Harvey v Harvey (1970) 120 CLR 529 (Graw 111; 2001)


Facts: Harold Harvey owned a pastoral property. When he became too ill to work it, he entered into an agreement with his brother Horace under which Horace and his two sons undertook to work the property in partnership with him. Harold had originally intended to sell the property but Horace convinced him that the proposed arrangement was preferable. It gave Horaces sons some experience running a pastoral property and it also ensured that the land would be available for Harolds son Robin, then aged six, if he wanted to take it over when he got older. Harold was to bring into the proposed business certain stock and implements and the firm of H L Harvey and Sons (Horace) was to contribute labour and skill but no other capital. Harold was to take no active part in the enterprise but profits and expenses were to be divided equally between Harold and his brothers firm. When the partnership was dissolved, a dispute arose about whether the land had become partnership property (and, therefore, whether it had to be sold and the proceeds divided between Harold, Horace and Horaces sons). Held: The land had not become partnership property. The court accepted that Harold had never intended that it would become a partnership asset. In fact, his intention (and his brothers intention) was quite clear the property was to be run in partnership only until Harolds son Robin was old enough to take it over.
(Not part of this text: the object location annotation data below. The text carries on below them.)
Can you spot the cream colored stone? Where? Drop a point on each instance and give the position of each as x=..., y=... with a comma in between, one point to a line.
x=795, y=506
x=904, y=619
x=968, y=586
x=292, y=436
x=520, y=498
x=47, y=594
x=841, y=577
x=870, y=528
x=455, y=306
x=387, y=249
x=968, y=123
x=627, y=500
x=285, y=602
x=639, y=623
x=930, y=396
The partnership arrangement was merely a means of ensuring that the property could be kept in Harolds hands until Robin was old enough to work it himself. Consequently, the land, including all improvements, had not become partnership property. It was, therefore, not divisible among the partners. (However, the final accounts were adjusted because Harold had not paid his fair share of the cost of those improvements while the partnership was on foot).